While the attention of the news media and the public is fixed on the court and political battles over President Obama’s February immigration order, it has gone relatively unnoticed that federal agencies are continuing to pursue an activist pro-immigration agenda that started long before the president’s declaration.
A prime example is the Feb. 27 memo issued by National Labor Relations Board General Counsel Richard F. Griffin, Jr. ordering board employees to investigate cases in which they believe employers are threatening illegal immigrants with deportation.
In cases in which employee immigration status issues are raised during board proceedings, Griffin told NLRB regional offices to consider seeking extraordinary remedies against the employers, and seek from U.S. immigration agencies special visas or discretionary relief they can provide the workers, their families and witnesses to shield them from deportation.
He also encouraged NLRB regional offices to refer discrimination charges against employers that arise from immigration law compliance processes to the Department of Justice’s Office of Special Counsel for Immigration-Related Unfair Employment Practices. Griffin cited a 2013 memorandum of understanding between the NLRB and DOJ to work together on immigration issues.
“With millions of undocumented workers waiting for immigration reform, the possibility of a visa and pathway to lawful status for a worker’s entire family can be a powerful incentive for initiating or participating in NLRB proceedings,” note attorneys Eric C. Stuart and Bernhard Mueller of the law firm of Ogletree Deakins.
As a result of the change, they say that when an employer claims it fired a worker to comply with federal immigration law, the NLRB will no longer investigate or determine the worker’s immigration status. The focus of the NLRB’s investigation will be only on whether the discharge violated the National Labor Relations Act.
Stuart and Mueller point out Griffin’s memo goes much further than any prior NLRB directive by instructing regions to consider extraordinary remedies that in the past were reserved for only the most egregious unfair labor practices.
One remedy not available is the award of back pay, which the Supreme Court has ruled cannot be granted to illegal immigrant workers. Employers also cannot be ordered to reinstate them when an employer establishes it would not have hired due to their immigration status.
Griffin’s memo, however, instructs NLRB regional directors to consider “extraordinary remedies historically reserved for the most egregious unfair labor practices,” Stuart and Mueller say. The instructions include informing the NLRB staff that these formal settlements involving unfair labor practice cases means the board at some future time can institute contempt charges in federal court against employers accused of additional unfair labor practices.

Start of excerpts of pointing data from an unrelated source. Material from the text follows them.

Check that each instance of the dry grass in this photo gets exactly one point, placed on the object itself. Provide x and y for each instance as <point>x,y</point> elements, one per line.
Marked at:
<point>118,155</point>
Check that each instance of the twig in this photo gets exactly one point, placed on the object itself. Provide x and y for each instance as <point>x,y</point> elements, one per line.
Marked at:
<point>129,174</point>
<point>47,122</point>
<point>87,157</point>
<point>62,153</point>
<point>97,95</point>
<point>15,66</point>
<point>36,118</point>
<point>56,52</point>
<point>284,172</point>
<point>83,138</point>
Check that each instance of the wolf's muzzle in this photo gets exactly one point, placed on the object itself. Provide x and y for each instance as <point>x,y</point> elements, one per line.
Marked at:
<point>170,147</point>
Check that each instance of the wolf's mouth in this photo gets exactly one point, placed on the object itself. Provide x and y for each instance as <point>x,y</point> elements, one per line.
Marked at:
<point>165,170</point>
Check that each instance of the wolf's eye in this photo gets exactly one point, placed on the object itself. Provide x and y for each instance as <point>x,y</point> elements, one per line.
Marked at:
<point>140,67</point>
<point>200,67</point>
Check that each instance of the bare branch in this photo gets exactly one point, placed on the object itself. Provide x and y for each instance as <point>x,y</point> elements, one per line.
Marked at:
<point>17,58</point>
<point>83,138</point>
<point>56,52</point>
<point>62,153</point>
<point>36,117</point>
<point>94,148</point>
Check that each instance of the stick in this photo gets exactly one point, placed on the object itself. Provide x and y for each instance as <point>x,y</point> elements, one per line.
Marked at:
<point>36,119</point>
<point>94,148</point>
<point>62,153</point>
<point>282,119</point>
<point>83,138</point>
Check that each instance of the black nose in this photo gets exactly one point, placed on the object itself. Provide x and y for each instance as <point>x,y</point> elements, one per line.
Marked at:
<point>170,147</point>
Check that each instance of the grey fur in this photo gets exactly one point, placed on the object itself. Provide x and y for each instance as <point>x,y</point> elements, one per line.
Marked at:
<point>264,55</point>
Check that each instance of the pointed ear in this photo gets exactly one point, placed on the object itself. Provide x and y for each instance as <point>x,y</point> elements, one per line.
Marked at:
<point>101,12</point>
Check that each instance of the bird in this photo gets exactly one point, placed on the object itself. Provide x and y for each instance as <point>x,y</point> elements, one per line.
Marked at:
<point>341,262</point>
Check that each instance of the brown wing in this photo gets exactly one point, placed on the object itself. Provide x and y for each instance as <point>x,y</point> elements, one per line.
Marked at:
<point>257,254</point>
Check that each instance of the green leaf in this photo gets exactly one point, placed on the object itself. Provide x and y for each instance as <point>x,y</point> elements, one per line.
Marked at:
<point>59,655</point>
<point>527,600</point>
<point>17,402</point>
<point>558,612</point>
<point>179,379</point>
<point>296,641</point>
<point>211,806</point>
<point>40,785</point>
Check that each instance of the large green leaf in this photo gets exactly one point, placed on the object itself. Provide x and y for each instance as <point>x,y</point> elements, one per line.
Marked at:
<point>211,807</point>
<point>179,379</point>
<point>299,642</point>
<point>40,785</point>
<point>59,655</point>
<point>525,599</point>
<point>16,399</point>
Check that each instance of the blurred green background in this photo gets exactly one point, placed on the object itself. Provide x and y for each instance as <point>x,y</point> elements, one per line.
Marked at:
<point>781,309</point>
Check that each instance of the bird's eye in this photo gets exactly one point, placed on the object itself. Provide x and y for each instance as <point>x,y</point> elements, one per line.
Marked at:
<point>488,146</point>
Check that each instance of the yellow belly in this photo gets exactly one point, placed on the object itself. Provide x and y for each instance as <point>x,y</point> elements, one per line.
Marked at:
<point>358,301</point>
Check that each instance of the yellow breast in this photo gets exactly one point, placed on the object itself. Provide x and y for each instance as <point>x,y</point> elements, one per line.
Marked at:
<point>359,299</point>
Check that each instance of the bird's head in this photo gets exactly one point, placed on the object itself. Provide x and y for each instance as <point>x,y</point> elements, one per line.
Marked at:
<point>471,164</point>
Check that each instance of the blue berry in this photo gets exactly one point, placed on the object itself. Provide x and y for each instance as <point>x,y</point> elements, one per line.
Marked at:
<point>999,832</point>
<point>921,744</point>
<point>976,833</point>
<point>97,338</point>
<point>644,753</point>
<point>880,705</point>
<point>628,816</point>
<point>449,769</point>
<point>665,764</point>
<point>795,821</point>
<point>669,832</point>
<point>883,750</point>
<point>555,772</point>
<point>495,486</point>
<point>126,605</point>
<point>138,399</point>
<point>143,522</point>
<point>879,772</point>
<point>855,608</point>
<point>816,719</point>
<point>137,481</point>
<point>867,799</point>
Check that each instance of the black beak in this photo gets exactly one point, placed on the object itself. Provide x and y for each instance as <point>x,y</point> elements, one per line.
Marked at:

Other remedies involve requiring the employer to read the settlement notice to assembled groups of employees, publishing it in newspapers, mandatory National Labor Relations Act training for supervisors and managers, providing union access to employee contact information, reimbursement of union organizing or bargaining expenses, consequential damages, instatement of a qualified referred candidate, and any other remedies that a union or the NLRB believes may be appropriate.
Even if the employer has no prior knowledge that it had inadvertently hired illegal immigrants, Griffin’s memo virtually guarantees that a costly Department of Homeland Security or DOJ compliance investigation will occur if the employer tells the NLRB that compliance with immigration laws forced it to act in certain ways.
Because the potential fines arising from DHS or DOJ investigations can be substantial, the memo is expected to discourage employers from raising the issue of immigration status in NLRB proceedings.
“Given the national attention directed to border security and President Obama’s controversial executive action on immigration, suspending enforcement of particular immigration laws, it is not mere coincidence that the current NLRB has entered the fray on the side of undocumented workers and decidedly against employers,” Stuart and Mueller declare.
By applying the most aggressive remedies available against employers simply because a case involves an illegal immigrant, the board shows it is seeking to give preferential treatment to such cases, Stuart and Mueller conclude. “Moreover, the failure of the General Counsel to explain in a transparent manner the factual basis for this significant initiative suggests an agency agenda unrelated to even-handed enforcement of the labor laws.”
Just days after Griffin’s memo, information surfaced that the Equal Employment Opportunity Commission is jumping on the immigration bandwagon as well. Speaking before the Labor and Employment Section of the Colorado Bar Association, EEOC Denver office director John Lowrie stressed that the commission does not look at whether workers are authorized to work in the U.S. or if they are in the country illegally and will enforce the anti-discrimination laws by making sure that employers do not escape enforcement because they use unauthorized workers.
Last August EEOC and the Mexican Ministry of Foreign Affairs signed a National Memorandum of Understanding strengthening their collaborative efforts to inform immigrant, migrant and Mexican workers of their rights under the EEOC’s non-discrimination laws.